Healthcare reform explained

A bevy of legislation is flooding Capitol Hill on healthcare reform. With President Obama’s speech kicking debate on these initiatives into high gear, Eric Zimmerman, a partner in the Health Law Department of leading law firm McDermott Will & Emery, weighs in on the issues:

Q: How will healthcare service providers be impacted by healthcare reform?

A: Healthcare reform legislation will impact healthcare service providers in many ways. In addition to across-the-board blunt-instrument reimbursement reductions, lawmakers are also looking to infuse new incentives into reform to shape service provider behaviors. For example, more emphasis will be placed on healthcare quality, and more federal program reimbursement will be linked to reporting and achieving quality objectives. Those providers that already have sophisticated quality data gathering and reporting mechanisms in place will be at an advantage. Those that have genuine quality improvement programs that utilize nationally recognized measures will be even better off.

Q: What are some of the key reimbursement issues at play?

A: Healthcare reform legislation will necessarily need to be financed at least in part on the backs of healthcare service providers. Congress is not going to be able to come up with astronomical sums to finance this simply by looking to insurers and pharmaceutical manufacturers. Congress will need to reduce payments to hospitals, physicians, labs, home health agencies, skilled nursing facilities, DME suppliers and others. Cuts will be across-the-board cuts as well as more targeted reimbursement reductions.

Q: How should healthcare service providers prepare for reform?

A: Service providers of all types should budget using conservative assumptions, and predicting little to no growth, and maybe even 2 percent to 5 percent reductions in federal program payments. Service providers of all types also should begin dedicating considerable resources to measuring and improving quality using nationally recognized quality measures.

Q: If Congress fails to enact healthcare reform, what becomes of the many expiring Medicare provisions?

A: Congress will need to address many expiring Medicare provisions through some legislative vehicle, if not through health reform. The current conventional wisdom is that Congress will advance a Medicare bill, if consensus evaporates on healthcare reform. However, the timing of the collapse of healthcare reform may make it difficult for Congress to advance Medicare-only legislation in 2009. As such, many of these expiring provisions may actually expire, at least for a little while.

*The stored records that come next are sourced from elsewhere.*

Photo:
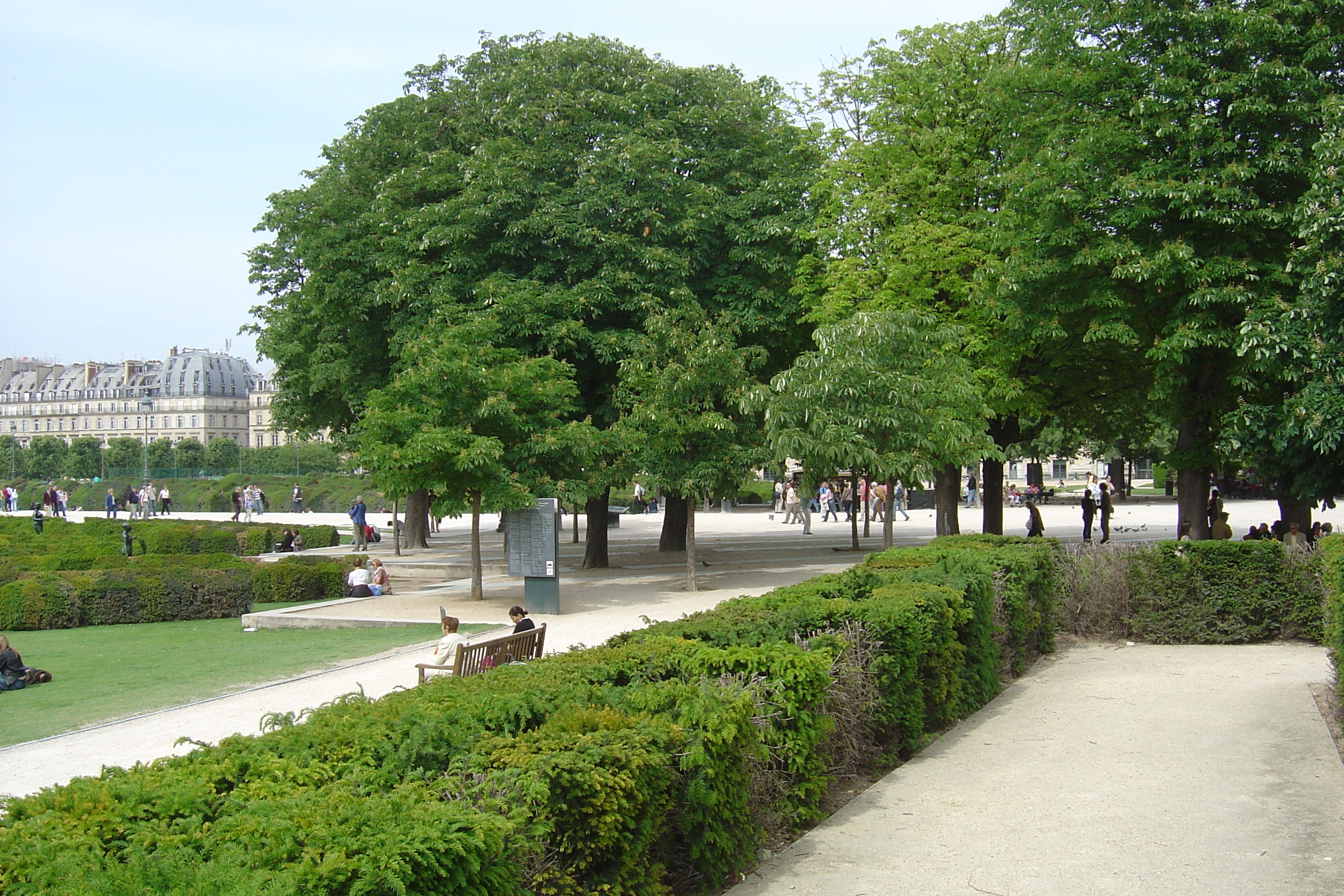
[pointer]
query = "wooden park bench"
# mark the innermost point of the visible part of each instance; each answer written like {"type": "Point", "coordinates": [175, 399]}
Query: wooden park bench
{"type": "Point", "coordinates": [475, 657]}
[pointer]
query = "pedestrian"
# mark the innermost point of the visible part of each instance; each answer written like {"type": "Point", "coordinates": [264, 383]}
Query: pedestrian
{"type": "Point", "coordinates": [898, 500]}
{"type": "Point", "coordinates": [791, 504]}
{"type": "Point", "coordinates": [358, 520]}
{"type": "Point", "coordinates": [1107, 508]}
{"type": "Point", "coordinates": [1089, 508]}
{"type": "Point", "coordinates": [828, 506]}
{"type": "Point", "coordinates": [1035, 526]}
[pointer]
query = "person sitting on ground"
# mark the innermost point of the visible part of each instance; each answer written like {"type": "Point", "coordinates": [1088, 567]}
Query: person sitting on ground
{"type": "Point", "coordinates": [14, 675]}
{"type": "Point", "coordinates": [519, 617]}
{"type": "Point", "coordinates": [358, 581]}
{"type": "Point", "coordinates": [1295, 540]}
{"type": "Point", "coordinates": [380, 583]}
{"type": "Point", "coordinates": [1035, 526]}
{"type": "Point", "coordinates": [446, 647]}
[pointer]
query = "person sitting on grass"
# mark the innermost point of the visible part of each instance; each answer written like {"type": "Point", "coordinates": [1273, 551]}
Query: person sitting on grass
{"type": "Point", "coordinates": [358, 581]}
{"type": "Point", "coordinates": [14, 675]}
{"type": "Point", "coordinates": [378, 578]}
{"type": "Point", "coordinates": [446, 648]}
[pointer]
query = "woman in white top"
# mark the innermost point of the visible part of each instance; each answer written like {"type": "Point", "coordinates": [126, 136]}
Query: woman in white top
{"type": "Point", "coordinates": [358, 581]}
{"type": "Point", "coordinates": [446, 648]}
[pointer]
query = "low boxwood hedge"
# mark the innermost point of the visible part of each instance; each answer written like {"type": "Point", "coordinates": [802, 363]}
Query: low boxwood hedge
{"type": "Point", "coordinates": [654, 762]}
{"type": "Point", "coordinates": [1332, 571]}
{"type": "Point", "coordinates": [1225, 593]}
{"type": "Point", "coordinates": [114, 597]}
{"type": "Point", "coordinates": [163, 589]}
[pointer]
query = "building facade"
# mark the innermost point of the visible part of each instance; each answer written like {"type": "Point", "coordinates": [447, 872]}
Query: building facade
{"type": "Point", "coordinates": [195, 394]}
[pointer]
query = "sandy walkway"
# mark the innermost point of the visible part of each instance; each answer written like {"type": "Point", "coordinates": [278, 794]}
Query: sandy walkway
{"type": "Point", "coordinates": [1150, 770]}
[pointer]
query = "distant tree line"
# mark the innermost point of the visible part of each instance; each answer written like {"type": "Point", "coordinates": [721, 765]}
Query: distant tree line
{"type": "Point", "coordinates": [555, 264]}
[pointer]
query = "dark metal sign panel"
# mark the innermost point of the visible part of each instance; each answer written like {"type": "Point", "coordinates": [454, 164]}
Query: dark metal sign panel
{"type": "Point", "coordinates": [534, 543]}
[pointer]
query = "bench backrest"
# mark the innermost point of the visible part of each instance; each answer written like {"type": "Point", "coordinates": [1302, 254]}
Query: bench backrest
{"type": "Point", "coordinates": [480, 656]}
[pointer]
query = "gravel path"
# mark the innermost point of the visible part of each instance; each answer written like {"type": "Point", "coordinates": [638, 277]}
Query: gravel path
{"type": "Point", "coordinates": [1164, 770]}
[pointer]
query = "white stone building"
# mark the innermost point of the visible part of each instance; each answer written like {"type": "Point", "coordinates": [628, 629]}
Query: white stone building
{"type": "Point", "coordinates": [194, 394]}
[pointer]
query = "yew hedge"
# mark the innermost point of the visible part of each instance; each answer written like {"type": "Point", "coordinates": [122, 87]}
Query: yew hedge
{"type": "Point", "coordinates": [651, 763]}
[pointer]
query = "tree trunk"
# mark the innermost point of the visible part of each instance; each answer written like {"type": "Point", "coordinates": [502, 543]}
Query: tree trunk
{"type": "Point", "coordinates": [594, 553]}
{"type": "Point", "coordinates": [1116, 471]}
{"type": "Point", "coordinates": [674, 524]}
{"type": "Point", "coordinates": [992, 480]}
{"type": "Point", "coordinates": [1296, 511]}
{"type": "Point", "coordinates": [854, 512]}
{"type": "Point", "coordinates": [690, 547]}
{"type": "Point", "coordinates": [417, 519]}
{"type": "Point", "coordinates": [867, 491]}
{"type": "Point", "coordinates": [886, 517]}
{"type": "Point", "coordinates": [947, 497]}
{"type": "Point", "coordinates": [1193, 503]}
{"type": "Point", "coordinates": [478, 592]}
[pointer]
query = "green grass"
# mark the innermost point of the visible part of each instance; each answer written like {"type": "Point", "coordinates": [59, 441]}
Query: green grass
{"type": "Point", "coordinates": [110, 672]}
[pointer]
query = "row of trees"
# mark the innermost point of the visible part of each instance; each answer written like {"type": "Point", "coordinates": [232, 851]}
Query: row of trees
{"type": "Point", "coordinates": [553, 264]}
{"type": "Point", "coordinates": [48, 457]}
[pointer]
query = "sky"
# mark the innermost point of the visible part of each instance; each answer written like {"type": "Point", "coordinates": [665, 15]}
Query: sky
{"type": "Point", "coordinates": [139, 140]}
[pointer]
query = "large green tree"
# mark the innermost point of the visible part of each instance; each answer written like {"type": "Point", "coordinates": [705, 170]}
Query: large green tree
{"type": "Point", "coordinates": [482, 426]}
{"type": "Point", "coordinates": [562, 187]}
{"type": "Point", "coordinates": [1160, 152]}
{"type": "Point", "coordinates": [684, 395]}
{"type": "Point", "coordinates": [886, 391]}
{"type": "Point", "coordinates": [1291, 426]}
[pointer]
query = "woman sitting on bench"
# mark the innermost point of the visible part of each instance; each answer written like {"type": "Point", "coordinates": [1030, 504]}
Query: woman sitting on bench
{"type": "Point", "coordinates": [446, 648]}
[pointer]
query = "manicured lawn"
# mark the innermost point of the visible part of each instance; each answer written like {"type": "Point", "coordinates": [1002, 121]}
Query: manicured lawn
{"type": "Point", "coordinates": [110, 672]}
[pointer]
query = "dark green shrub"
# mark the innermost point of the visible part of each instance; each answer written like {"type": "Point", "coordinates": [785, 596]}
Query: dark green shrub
{"type": "Point", "coordinates": [1224, 593]}
{"type": "Point", "coordinates": [115, 597]}
{"type": "Point", "coordinates": [1332, 574]}
{"type": "Point", "coordinates": [295, 581]}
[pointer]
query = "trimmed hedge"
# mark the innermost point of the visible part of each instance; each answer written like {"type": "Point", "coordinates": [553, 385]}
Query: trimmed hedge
{"type": "Point", "coordinates": [1224, 593]}
{"type": "Point", "coordinates": [114, 597]}
{"type": "Point", "coordinates": [652, 762]}
{"type": "Point", "coordinates": [164, 589]}
{"type": "Point", "coordinates": [76, 546]}
{"type": "Point", "coordinates": [1332, 571]}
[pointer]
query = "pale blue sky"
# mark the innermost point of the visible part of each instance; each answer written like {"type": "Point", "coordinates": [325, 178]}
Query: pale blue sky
{"type": "Point", "coordinates": [140, 140]}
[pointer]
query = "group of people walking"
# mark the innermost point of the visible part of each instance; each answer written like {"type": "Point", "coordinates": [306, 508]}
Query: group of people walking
{"type": "Point", "coordinates": [834, 496]}
{"type": "Point", "coordinates": [248, 500]}
{"type": "Point", "coordinates": [142, 503]}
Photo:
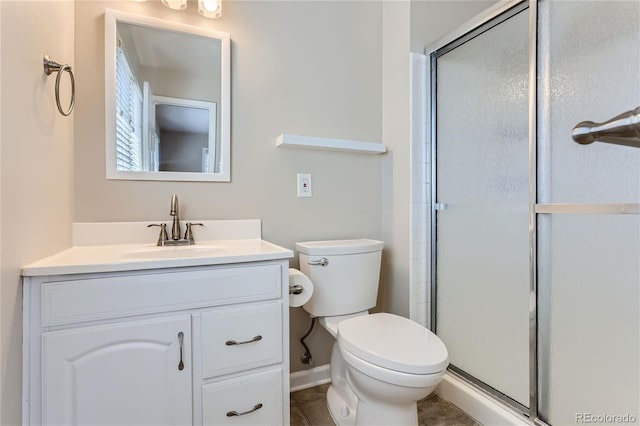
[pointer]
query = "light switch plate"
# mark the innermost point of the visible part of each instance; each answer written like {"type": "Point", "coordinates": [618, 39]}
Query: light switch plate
{"type": "Point", "coordinates": [304, 185]}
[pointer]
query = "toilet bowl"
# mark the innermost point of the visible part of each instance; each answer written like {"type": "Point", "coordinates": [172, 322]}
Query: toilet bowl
{"type": "Point", "coordinates": [381, 364]}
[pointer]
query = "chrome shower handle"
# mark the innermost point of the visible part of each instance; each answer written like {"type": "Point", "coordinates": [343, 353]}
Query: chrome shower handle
{"type": "Point", "coordinates": [623, 129]}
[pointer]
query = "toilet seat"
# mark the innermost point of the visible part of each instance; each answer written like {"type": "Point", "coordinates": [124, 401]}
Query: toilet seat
{"type": "Point", "coordinates": [391, 376]}
{"type": "Point", "coordinates": [393, 342]}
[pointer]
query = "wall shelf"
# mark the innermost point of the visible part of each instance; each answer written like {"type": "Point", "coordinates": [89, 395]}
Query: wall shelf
{"type": "Point", "coordinates": [344, 145]}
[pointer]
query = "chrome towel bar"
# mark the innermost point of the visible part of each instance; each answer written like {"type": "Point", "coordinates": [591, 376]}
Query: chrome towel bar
{"type": "Point", "coordinates": [51, 66]}
{"type": "Point", "coordinates": [623, 129]}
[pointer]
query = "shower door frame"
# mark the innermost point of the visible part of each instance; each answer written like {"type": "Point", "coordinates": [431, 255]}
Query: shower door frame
{"type": "Point", "coordinates": [493, 17]}
{"type": "Point", "coordinates": [479, 25]}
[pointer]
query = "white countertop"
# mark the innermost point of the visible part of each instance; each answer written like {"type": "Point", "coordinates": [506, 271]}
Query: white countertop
{"type": "Point", "coordinates": [129, 246]}
{"type": "Point", "coordinates": [130, 257]}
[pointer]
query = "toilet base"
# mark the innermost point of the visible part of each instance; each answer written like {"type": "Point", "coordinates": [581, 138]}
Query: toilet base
{"type": "Point", "coordinates": [376, 403]}
{"type": "Point", "coordinates": [342, 409]}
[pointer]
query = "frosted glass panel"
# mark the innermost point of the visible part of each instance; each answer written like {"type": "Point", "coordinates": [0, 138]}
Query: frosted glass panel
{"type": "Point", "coordinates": [590, 70]}
{"type": "Point", "coordinates": [588, 265]}
{"type": "Point", "coordinates": [482, 236]}
{"type": "Point", "coordinates": [590, 344]}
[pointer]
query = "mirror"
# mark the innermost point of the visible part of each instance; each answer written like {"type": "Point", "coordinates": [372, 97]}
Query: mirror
{"type": "Point", "coordinates": [167, 90]}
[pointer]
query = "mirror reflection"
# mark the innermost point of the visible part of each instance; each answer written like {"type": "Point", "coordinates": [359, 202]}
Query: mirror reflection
{"type": "Point", "coordinates": [169, 101]}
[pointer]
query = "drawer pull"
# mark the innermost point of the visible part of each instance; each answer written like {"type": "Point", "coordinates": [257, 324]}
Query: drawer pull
{"type": "Point", "coordinates": [235, 413]}
{"type": "Point", "coordinates": [233, 342]}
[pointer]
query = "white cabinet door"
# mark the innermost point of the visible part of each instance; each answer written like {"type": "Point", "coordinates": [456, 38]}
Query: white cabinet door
{"type": "Point", "coordinates": [116, 374]}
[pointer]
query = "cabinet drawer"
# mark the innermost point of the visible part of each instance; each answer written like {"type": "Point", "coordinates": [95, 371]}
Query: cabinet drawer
{"type": "Point", "coordinates": [254, 399]}
{"type": "Point", "coordinates": [66, 302]}
{"type": "Point", "coordinates": [240, 338]}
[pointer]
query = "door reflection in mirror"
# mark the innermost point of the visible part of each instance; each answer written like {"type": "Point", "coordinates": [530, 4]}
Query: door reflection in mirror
{"type": "Point", "coordinates": [167, 100]}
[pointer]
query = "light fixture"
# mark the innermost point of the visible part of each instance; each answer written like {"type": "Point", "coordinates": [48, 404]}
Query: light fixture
{"type": "Point", "coordinates": [210, 8]}
{"type": "Point", "coordinates": [175, 4]}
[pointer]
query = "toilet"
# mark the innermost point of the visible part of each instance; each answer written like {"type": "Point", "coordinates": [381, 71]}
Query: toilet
{"type": "Point", "coordinates": [381, 364]}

Q: What are the practical implications of advancing reform legislation through a reconciliation process? What is the real effect/meaning of the Byrd rule?

A: There are many political implications to advancing legislation through a reconciliation process, but there also are many practical implications. Current Senate rules prohibit the Senate from advancing revenue neutral provisions in a reconciliation bill, which means all provisions must either spend or save federal dollars. Gone from the bill therefore would be many of the reform proposals, and many of the "goodies" that have encouraged healthcare providers to support reform proposals to this point.